Pomyślałam, że do trzech razy sztuka. Trzecia próba i .... wreszcie się udało. Chlebek pięknie urósł, cudnie się wypiekł i co tu dużo mówić wyszedł rewelacyjny! Od tamtej pory raz w tygodniu, w piątek wieczorem zaczyniam ciasto, a w sobotę rano budzę domowników zapachem przepysznego własnego chleba.


Do upieczenia tego chleba przekonała mnie prostota jego wykonania. Wieczorem mieszam wszystkie składniki, przekładam na blaszki,  rano wstawiam po prostu do piekarnika. Cóż może być prostszego?

W dodatku pełen jest tego co lubię, a więc pestek dyni i słonecznika. 

  

A oto przepis na ten pszepyszny chleb na zakwasie: 

1 kg mąki pszennej
0,5 kg mąki żytniej (typ 750)
1 szklanka otrąb pszennych
1 szklanka siemienia lnianego
1 szklanka słonecznika
0,5 szklanki nasion dyni
4 łyżeczki soli

Wszystko wymieszać na sucho.Dodać zakwas i stopniowo 1,5 litra ciepłej wody.

Wymieszać na jednolitą masę i przełożyć do słoika 5 czubatych łyżek tego ciasta (będzie to zakwas do następnego wypieku chleba, który musi postać około 3 dni w temperaturze pokojowej lub 7 dni w lodówce, aby był dobry do użycia).

Pozostałe ciasto wyłożyć na wysmarowane tłuszczem podłużne blachy, tak aby ciasto zajmowało pół wysokości blachy.
Odstawić ciasto do wyrośnięcia (aż zakryje całe korytko blachy) na około 10-12 godzin.

Włożyć do zimnego piekarnika i piec 1,5 godziny w temperaturze 180 stopni. Następnie wyłożyć chleb z blaszki na deseczkę aby ostygł. Dobrze wypieczony chlebek powinien wydawać głuchy dźwięk podczas pukania w jego dno. 

Jeśli nie maci nikogo od kogo mogłybyście dostac już gotowy zakwas warto zrobic go samemu. Wbrew pozorom nie jest to trudne. Po przepis odsyłam na stronę mojewypieki.blox.pl. 
                                                              
                                                               *   *   * 

Polecam serdecznie.

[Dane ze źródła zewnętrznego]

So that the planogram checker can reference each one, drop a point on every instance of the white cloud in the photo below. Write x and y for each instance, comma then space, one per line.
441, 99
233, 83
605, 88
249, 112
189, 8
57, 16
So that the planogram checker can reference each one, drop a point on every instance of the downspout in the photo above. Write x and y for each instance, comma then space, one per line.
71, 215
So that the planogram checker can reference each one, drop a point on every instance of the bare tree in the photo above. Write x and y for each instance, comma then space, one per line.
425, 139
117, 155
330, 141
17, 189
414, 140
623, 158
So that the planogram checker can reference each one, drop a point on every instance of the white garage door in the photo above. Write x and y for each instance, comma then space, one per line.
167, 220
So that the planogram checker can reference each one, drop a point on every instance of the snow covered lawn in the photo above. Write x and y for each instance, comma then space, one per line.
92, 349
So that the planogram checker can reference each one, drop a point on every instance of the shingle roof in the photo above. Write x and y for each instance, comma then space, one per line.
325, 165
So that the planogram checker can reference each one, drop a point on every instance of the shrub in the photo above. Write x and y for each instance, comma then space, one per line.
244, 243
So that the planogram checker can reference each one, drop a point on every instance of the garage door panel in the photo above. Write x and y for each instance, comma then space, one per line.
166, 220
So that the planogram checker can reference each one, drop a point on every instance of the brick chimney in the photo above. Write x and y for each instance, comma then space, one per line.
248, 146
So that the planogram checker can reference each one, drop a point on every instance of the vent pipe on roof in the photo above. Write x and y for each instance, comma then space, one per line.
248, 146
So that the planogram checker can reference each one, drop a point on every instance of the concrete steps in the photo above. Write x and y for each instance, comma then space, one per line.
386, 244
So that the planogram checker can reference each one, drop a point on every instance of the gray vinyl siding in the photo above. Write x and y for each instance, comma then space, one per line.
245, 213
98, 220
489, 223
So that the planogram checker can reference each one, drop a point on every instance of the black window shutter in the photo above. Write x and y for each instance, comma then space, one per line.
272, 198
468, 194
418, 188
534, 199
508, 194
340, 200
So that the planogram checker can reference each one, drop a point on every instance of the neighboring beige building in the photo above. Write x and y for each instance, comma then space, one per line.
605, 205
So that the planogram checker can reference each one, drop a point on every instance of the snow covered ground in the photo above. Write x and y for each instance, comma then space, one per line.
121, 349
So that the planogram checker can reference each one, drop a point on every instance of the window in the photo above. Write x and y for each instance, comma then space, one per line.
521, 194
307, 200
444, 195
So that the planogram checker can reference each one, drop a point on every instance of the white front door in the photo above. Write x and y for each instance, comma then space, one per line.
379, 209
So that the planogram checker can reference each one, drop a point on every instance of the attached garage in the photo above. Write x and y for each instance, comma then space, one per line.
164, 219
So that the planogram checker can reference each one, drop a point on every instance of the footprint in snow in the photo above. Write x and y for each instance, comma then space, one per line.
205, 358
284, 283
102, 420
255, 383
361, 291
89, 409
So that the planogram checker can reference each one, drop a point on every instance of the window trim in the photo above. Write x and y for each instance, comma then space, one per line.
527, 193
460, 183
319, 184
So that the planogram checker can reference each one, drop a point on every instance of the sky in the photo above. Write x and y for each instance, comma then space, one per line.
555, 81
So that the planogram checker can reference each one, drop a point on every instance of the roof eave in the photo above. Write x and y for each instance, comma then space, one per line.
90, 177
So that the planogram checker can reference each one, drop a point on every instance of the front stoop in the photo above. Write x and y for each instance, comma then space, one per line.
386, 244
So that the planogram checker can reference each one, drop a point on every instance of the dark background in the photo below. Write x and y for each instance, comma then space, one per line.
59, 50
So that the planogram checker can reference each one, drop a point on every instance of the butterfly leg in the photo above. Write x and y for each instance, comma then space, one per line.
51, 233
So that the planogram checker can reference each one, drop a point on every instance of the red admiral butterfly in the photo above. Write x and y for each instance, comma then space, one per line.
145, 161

Pyszny, zdrowy no i jaka radość tworzenia:)  

piątek, 1 października 2010

Come back:)

No więc powróciłam. Nie wiem na jak długo, ale chwilowo mam wenę znowu na scrapy i inne ręczne roboty węc jestem.
Coś się tu pozmieniało na blogerze. Nie wiem czy umiem dodawać zdjęcia. Popróbuję i może mi sie uda.

Znikam zapoznać się z nowymi funkcjami na blogu, porobić trochę porządków i wprowadzić nieco aktualności.